The database will be still consistent (will not be damaged), although some of the last transactions might be lost after the system failure.
Please, verify if I am right (about consistency)?
Transactional systems typically provide all ACID properties (atomicity, consistency, isolation and durability).
You are right in that sync'ing only the main database file will result in consistency. But as you point out, it's possible to lose the last transactions that have been written in the log but not yet synchronized to the database file.
This is generally considered as breaking the "durability" contract. In short, durability implies that after you commit, your data has been made durable. If you accepted an order for a customer and added it to a JDBM data strucutre, then you're guaranteed the order won't be lost after you call commit().

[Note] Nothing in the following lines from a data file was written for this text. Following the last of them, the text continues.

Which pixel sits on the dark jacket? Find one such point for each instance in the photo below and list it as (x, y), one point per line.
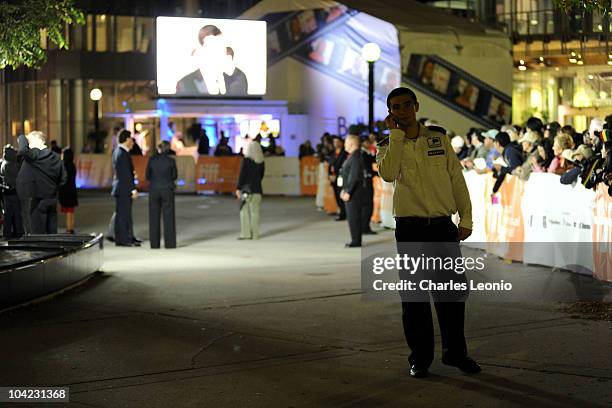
(10, 169)
(161, 172)
(41, 172)
(123, 182)
(368, 170)
(250, 177)
(68, 192)
(352, 174)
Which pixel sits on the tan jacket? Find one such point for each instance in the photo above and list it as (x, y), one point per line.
(427, 176)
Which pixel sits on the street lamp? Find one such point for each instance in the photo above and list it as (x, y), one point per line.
(95, 95)
(371, 53)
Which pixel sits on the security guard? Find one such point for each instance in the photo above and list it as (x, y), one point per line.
(351, 184)
(429, 188)
(367, 205)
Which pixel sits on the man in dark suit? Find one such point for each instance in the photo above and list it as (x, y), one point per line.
(124, 189)
(41, 173)
(336, 161)
(162, 173)
(352, 188)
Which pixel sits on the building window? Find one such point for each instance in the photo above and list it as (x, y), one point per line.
(124, 33)
(76, 37)
(102, 33)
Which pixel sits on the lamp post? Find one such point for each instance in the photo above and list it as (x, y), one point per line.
(371, 53)
(95, 95)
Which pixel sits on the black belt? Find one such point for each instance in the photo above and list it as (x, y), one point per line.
(423, 220)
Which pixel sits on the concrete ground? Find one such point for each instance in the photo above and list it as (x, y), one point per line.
(278, 322)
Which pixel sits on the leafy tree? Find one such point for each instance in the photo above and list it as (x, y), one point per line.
(21, 24)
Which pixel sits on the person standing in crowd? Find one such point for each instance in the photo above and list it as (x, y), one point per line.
(489, 143)
(529, 143)
(512, 156)
(162, 174)
(479, 149)
(305, 150)
(429, 188)
(367, 202)
(41, 173)
(249, 190)
(55, 148)
(68, 192)
(351, 182)
(203, 143)
(223, 148)
(336, 161)
(562, 142)
(124, 190)
(545, 156)
(12, 225)
(459, 147)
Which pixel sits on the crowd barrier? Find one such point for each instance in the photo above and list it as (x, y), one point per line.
(539, 210)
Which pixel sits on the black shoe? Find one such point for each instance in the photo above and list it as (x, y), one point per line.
(465, 364)
(352, 245)
(418, 372)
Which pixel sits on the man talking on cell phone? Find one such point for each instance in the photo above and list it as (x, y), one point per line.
(429, 188)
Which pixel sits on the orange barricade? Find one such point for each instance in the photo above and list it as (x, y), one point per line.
(309, 167)
(377, 183)
(217, 173)
(140, 168)
(602, 234)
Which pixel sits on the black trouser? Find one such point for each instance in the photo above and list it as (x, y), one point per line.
(13, 223)
(416, 316)
(367, 206)
(123, 220)
(353, 212)
(339, 201)
(26, 210)
(161, 203)
(44, 215)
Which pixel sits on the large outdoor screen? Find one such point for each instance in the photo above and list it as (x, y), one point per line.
(202, 57)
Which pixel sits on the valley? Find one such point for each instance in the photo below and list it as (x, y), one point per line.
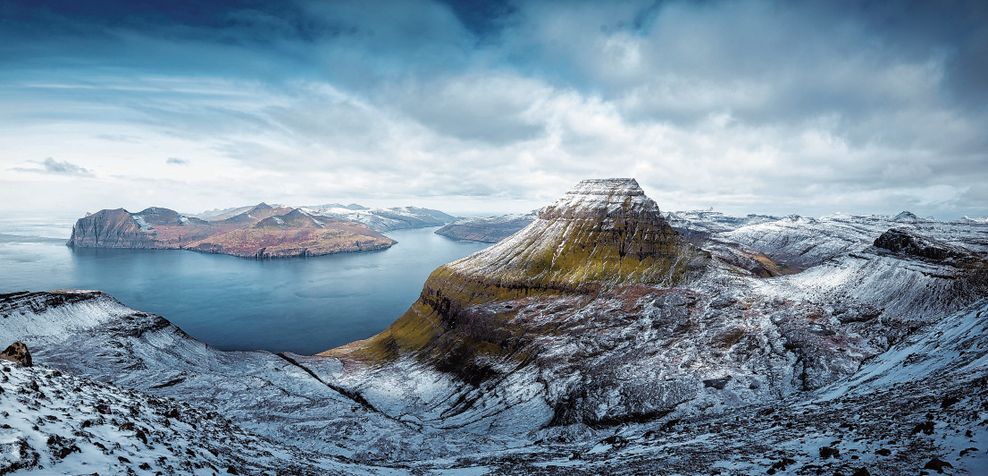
(605, 335)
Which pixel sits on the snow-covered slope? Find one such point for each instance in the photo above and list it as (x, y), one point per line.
(54, 423)
(598, 339)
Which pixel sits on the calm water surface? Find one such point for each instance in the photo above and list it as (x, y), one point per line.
(303, 305)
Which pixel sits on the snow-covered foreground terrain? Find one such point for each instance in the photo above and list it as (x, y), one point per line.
(594, 340)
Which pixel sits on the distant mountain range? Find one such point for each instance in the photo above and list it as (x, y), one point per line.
(486, 229)
(378, 219)
(259, 231)
(603, 337)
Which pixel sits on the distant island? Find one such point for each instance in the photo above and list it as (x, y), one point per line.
(490, 229)
(261, 231)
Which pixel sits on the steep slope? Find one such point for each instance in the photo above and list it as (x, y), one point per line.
(261, 231)
(486, 229)
(110, 229)
(274, 396)
(603, 233)
(55, 423)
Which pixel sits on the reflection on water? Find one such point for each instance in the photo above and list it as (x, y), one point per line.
(302, 305)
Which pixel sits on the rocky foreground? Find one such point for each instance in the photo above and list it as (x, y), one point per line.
(259, 232)
(603, 337)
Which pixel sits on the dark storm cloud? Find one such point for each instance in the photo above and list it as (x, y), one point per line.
(724, 103)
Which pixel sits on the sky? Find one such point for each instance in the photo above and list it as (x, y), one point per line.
(488, 107)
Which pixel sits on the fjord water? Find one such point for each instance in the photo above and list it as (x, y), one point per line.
(302, 305)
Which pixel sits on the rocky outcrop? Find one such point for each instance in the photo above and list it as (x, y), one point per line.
(383, 219)
(17, 353)
(600, 235)
(905, 242)
(110, 229)
(261, 231)
(486, 229)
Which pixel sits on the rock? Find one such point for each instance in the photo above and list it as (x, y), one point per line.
(937, 465)
(18, 353)
(718, 383)
(905, 242)
(829, 452)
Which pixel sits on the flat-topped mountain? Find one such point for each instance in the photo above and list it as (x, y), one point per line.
(644, 343)
(600, 235)
(261, 231)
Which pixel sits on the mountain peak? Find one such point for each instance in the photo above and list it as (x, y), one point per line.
(905, 216)
(600, 196)
(604, 231)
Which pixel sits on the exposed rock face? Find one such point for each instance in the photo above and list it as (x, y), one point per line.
(603, 231)
(904, 242)
(110, 229)
(486, 229)
(906, 217)
(18, 353)
(868, 361)
(601, 234)
(261, 231)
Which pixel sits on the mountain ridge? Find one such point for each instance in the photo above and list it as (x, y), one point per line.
(261, 231)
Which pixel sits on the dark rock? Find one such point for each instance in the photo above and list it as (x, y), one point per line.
(937, 465)
(718, 383)
(17, 353)
(829, 452)
(925, 428)
(905, 242)
(780, 465)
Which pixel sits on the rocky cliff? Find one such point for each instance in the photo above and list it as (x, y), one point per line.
(629, 350)
(261, 231)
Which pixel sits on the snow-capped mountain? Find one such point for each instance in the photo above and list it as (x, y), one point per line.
(261, 231)
(384, 219)
(601, 339)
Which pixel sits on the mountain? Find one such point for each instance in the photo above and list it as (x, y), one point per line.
(261, 231)
(383, 219)
(599, 339)
(378, 219)
(55, 423)
(486, 229)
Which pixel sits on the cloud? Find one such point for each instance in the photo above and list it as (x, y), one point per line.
(746, 106)
(55, 167)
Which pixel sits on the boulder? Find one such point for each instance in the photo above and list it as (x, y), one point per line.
(17, 352)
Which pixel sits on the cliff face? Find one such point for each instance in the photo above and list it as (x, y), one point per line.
(600, 235)
(260, 232)
(110, 229)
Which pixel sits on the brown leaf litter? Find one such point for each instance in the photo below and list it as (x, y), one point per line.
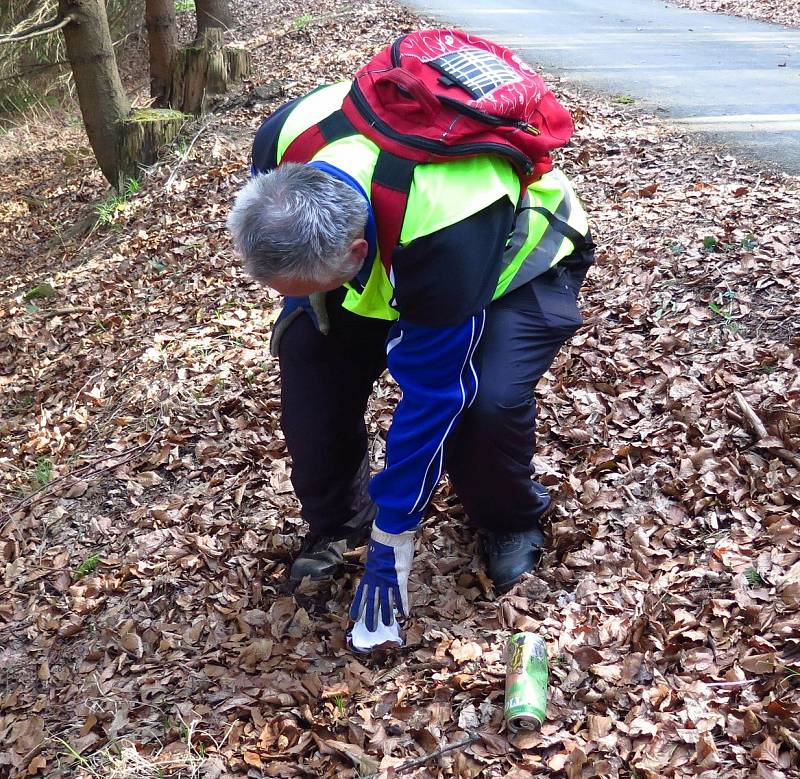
(146, 624)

Some systems reduce the overhead of sync'ing for every transaction and instead adopt a 'group commit' policy where multiple concurrent (and therefore independent) transactions will be written to the log and synchronized together. This approach can reduce the number of I/O writes as well as increase throughput because sync is performed less often.
Thanks, this is what i thought.
To me the consistency after failure in most places is far more important then durability.
Do you interested in a patch providing this optional (configurable) optimization?
> Some systems reduce the overhead of sync'ing
> for every transaction and instead adopt a 'group
> commit' policy where multiple concurrent (and
> therefore independent) transactions will be
> written to the log and synchronized together.
> This approach can reduce the number of I/O
> writes as well as increase throughput because
> sync is performed less often.
Not applicable in my case, as i have a lot of non-concurrent databases (i don't even need the Jdbm classes to be thread-safe, as i synchronize outside).
If you have a patch that applies cleanly to the current CVS code, please post it and I'll commit it to CVS.